Authors explored the immunophenotyping and lysis sensitivity of CD19+ ALL relapse after anti-CD19 CAR-T cells, and proposed different therapeutic options for such a high-risk disease. For that authors collected cells from successive B-ALL relapses from one patient. A broad immunophenotype analysis was performed. 51Cr cytotoxic assays, and long-term killing assays were conducted using T-cell effectors that are capable of cytotoxicity through 3 recognition pathways: antibody-dependent cell-mediated cytotoxicity, anti-CD19 CAR-T, and TCR. 

Authors found that previously targeted antigen expression, even if maintained, decreased in relapses, and new targetable antigens appeared. Cytotoxic assays showed that ALL relapses remained sensitive to lysis mediated either by ADCC, CAR-T or TCR, even if the lysis kinetics were different depending on the effector used. They also identified an immunosuppressive monocytic population in the last relapse sample that may have led to low persistence of CAR-T. 

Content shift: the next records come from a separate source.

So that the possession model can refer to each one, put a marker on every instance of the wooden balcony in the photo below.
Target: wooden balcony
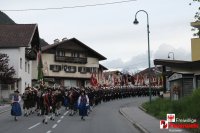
(68, 59)
(30, 54)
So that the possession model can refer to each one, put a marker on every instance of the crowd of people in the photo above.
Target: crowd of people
(47, 101)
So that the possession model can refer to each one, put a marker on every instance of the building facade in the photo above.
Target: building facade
(195, 43)
(21, 43)
(71, 63)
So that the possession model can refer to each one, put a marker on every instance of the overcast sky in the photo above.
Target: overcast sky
(109, 29)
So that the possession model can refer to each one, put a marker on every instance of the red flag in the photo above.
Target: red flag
(93, 80)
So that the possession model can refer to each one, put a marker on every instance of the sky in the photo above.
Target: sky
(110, 30)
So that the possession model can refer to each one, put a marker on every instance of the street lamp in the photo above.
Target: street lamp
(149, 62)
(1, 73)
(172, 54)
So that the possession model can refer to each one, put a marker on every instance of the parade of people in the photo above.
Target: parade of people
(49, 101)
(16, 108)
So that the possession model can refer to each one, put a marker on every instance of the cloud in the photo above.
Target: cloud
(140, 62)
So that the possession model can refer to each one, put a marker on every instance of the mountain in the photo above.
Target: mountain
(5, 19)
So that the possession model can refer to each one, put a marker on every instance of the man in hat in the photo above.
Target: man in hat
(83, 100)
(16, 108)
(26, 104)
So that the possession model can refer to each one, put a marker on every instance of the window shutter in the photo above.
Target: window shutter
(51, 67)
(79, 69)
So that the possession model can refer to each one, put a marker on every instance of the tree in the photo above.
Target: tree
(7, 72)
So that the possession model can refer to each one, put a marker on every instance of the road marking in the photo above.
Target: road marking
(58, 121)
(49, 131)
(54, 126)
(34, 125)
(66, 113)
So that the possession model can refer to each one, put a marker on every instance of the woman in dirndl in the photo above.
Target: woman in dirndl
(16, 108)
(82, 101)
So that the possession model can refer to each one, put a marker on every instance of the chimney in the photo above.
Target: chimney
(56, 41)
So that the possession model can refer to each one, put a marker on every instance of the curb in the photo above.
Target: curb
(137, 125)
(1, 112)
(143, 109)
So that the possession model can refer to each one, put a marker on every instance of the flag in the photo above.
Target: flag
(40, 66)
(93, 80)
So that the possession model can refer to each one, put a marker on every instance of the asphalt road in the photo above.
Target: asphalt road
(105, 118)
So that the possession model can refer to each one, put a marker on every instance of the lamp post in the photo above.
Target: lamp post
(149, 62)
(1, 73)
(172, 54)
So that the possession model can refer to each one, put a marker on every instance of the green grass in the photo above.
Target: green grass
(187, 107)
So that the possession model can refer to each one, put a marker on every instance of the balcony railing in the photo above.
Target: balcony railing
(68, 59)
(30, 54)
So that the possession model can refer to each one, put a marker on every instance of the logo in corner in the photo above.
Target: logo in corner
(171, 117)
(163, 124)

They also found that CD19+ relapses of ALL remain sensitive to cell lysis mediated by T-cell effectors. In case of ALL relapses after immunotherapy, a large immunophenotype will make possible new therapies for controlling such high risk ALL.

Finally, authors conclude that their analysis of this refractory ALL revealed that, even in relapses, blastic cells remain sensitive to three-way T-cell-induced lysis. Moreover, they identified the appearance of new potential therapeutic targets in relapse samples. In light of their results, a second injection of anti-CD19 CAR-T could have been discussed. However, targeting the immunosuppressive microenvironment should probably have been considered. CD16-T-cells, seem particularly interesting in the post-conventional anti-CD19 CAR-T-cells relapse setting, allowing the simultaneous targeting of several antigens, possibly identified by broad immunophenotyping.

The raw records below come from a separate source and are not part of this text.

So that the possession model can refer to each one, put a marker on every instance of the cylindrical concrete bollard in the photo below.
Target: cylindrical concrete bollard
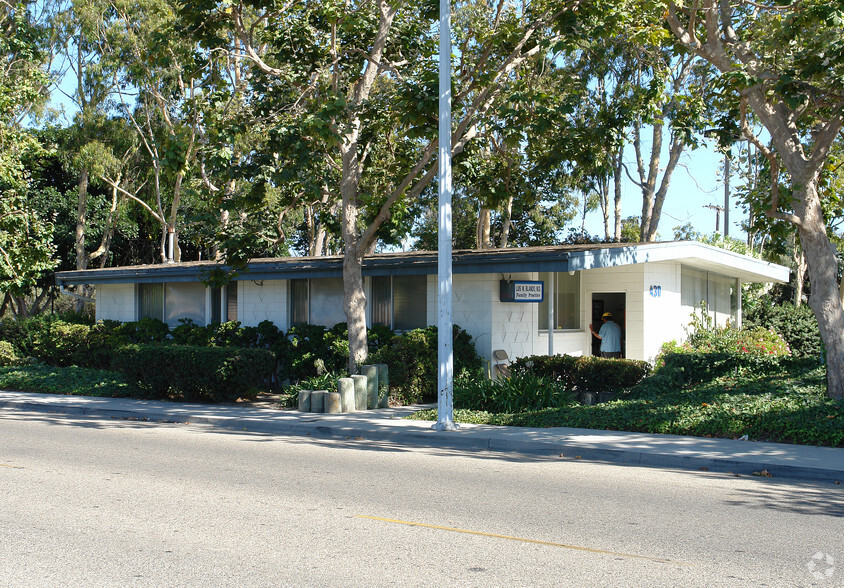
(371, 373)
(318, 401)
(346, 388)
(304, 401)
(383, 385)
(332, 403)
(360, 392)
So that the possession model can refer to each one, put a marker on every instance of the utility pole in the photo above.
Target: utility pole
(445, 331)
(717, 210)
(727, 192)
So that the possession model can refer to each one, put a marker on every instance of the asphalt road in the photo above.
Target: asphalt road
(103, 502)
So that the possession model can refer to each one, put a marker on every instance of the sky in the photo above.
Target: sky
(697, 182)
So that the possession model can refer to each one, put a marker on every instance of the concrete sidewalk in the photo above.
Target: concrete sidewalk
(669, 451)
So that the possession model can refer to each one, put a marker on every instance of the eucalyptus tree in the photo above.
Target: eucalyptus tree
(26, 250)
(356, 82)
(785, 63)
(77, 29)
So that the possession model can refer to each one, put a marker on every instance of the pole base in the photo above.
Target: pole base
(445, 426)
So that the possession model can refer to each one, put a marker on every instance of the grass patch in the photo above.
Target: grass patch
(786, 407)
(71, 381)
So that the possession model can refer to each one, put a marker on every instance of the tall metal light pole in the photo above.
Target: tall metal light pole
(445, 336)
(727, 155)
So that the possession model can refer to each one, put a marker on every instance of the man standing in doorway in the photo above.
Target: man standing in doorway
(610, 336)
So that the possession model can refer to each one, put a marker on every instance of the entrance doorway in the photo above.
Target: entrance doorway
(615, 303)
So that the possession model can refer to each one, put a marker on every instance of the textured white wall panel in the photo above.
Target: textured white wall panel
(116, 302)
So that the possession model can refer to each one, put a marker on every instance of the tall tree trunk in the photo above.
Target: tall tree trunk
(505, 226)
(825, 299)
(799, 271)
(81, 213)
(482, 238)
(617, 165)
(354, 298)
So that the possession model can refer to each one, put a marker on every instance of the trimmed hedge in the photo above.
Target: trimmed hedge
(193, 373)
(8, 354)
(797, 325)
(585, 374)
(412, 361)
(521, 392)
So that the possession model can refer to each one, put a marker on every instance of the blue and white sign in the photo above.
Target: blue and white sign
(522, 291)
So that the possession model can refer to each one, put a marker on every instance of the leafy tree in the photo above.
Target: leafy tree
(354, 83)
(26, 250)
(785, 63)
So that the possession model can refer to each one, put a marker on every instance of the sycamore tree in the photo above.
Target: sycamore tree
(26, 250)
(784, 62)
(350, 87)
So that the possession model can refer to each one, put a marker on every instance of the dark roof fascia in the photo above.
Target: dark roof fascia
(463, 262)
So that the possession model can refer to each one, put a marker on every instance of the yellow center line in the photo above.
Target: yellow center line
(526, 540)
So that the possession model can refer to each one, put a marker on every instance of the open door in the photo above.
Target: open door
(615, 303)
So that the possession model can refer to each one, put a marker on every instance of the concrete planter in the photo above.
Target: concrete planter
(332, 403)
(304, 401)
(383, 385)
(346, 388)
(371, 373)
(360, 392)
(318, 401)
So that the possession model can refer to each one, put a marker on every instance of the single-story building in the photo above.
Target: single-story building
(502, 297)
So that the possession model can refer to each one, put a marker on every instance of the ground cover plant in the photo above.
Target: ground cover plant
(70, 381)
(720, 382)
(787, 404)
(172, 363)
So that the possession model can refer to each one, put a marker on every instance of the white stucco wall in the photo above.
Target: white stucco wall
(116, 302)
(665, 318)
(262, 300)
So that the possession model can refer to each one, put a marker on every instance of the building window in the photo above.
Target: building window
(400, 302)
(184, 300)
(381, 301)
(566, 301)
(410, 302)
(298, 301)
(222, 311)
(719, 293)
(216, 305)
(231, 301)
(151, 301)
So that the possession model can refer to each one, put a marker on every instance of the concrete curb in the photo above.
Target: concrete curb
(663, 451)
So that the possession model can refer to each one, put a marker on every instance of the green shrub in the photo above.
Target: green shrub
(326, 381)
(412, 361)
(797, 325)
(190, 333)
(63, 344)
(146, 330)
(73, 380)
(584, 374)
(8, 354)
(522, 391)
(194, 373)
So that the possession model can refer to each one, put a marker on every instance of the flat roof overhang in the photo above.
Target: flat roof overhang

Overall, the manuscript is valuable for the scientific community and should be accepted for publication after edits are made.

===========================

Other comments:

1) Please check for typos throughout the manuscript.

2) Authors are kindly encouraged to cite the following review that describes various critical aspects defining functional activity of CAR-T cells.
DOI: 10.3390/cancers14041078

Author Response

Reviewer 2 :

  • Please check for typos throughout the manuscript.

We agree. Typos of legends of the figure were corrected and standardized.

  • Authors are kindly encouraged to cite the following review that describes various critical aspects defining functional activity of CAR-T cells.
    DOI: 10.3390/cancers14041078

We have taken this remark into account. This review was cited and improved our discussion.